We provide three base environments. By default, picloud uses the Ubuntu 11.04 Natty base environment. When using cloud, the base environment used by default depends on the version of Python you’re using: Maverick for 2.6 and Natty for 2.7.
|Environment Name||Distribution||Python Version||Contents|
|/base/maverick||Ubuntu Maverick 10.10||2.6||Maverick Contents|
|/base/natty||Ubuntu Natty 11.04||2.7||Natty Contents|
|/base/precise||Ubuntu Precise 12.04||2.7||Precise Contents|
Click on a base environment above to see what’s installed.
In Python, to manually specify the base environment, use the _env keyword:
>>> cloud.call(f, _env='base/precise')
In the shell, use the -e flag:
$ picloud exec -e base/precise program
If the base environment you’re using does not contain what you need, you will need to use an environment. Depending on whether you’re using our Python library cloud or our CLI picloud, knowing when you need an environment differs.
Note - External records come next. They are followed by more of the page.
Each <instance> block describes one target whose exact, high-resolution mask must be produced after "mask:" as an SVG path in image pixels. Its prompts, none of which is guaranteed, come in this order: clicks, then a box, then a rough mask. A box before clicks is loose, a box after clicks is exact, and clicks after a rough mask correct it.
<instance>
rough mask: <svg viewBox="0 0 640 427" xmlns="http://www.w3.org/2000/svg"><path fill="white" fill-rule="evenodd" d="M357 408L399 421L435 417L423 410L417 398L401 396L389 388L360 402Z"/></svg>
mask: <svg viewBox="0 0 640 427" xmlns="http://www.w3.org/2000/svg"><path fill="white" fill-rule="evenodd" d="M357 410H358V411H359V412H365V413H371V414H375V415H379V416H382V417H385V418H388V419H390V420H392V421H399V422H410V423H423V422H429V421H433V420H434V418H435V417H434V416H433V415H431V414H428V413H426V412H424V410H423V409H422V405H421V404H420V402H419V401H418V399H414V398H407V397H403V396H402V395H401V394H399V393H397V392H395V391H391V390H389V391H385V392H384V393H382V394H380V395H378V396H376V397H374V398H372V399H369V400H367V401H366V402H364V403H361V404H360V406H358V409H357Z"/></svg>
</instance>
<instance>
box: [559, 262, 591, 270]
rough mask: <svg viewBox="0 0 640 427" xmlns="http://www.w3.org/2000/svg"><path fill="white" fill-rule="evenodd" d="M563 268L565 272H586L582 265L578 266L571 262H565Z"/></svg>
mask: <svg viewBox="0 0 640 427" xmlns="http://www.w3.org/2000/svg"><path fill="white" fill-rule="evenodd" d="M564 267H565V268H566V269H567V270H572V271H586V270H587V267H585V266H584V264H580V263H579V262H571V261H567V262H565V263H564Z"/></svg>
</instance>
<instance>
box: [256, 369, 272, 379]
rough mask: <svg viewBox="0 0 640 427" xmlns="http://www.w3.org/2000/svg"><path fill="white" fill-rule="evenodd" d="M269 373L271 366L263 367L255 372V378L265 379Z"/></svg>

If you’ve been using Python-only packages with our cloud library, you’ve probably become accustomed to our Automagic Dependency Transfer. Code such as the following works straight out of the box without you needing to deploy your_expansive_library_of_functions manually to PiCloud.
>>> import cloud >>> from your_expansive_library_of_functions import complex_function >>> # cloud.call transfers all the modules needed to run complex_function on PiCloud >>> cloud.call(complex_function)
However, the cloud library can only transfer pure Python modules. If you need access to Python modules that are non-Python, such as C-extensions, then you’ll need to install it via an environment.
Here we’ll show an example using the Obspy package, which is a Python toolbox for processing seismological data. The examples assume that obspy is installed locally.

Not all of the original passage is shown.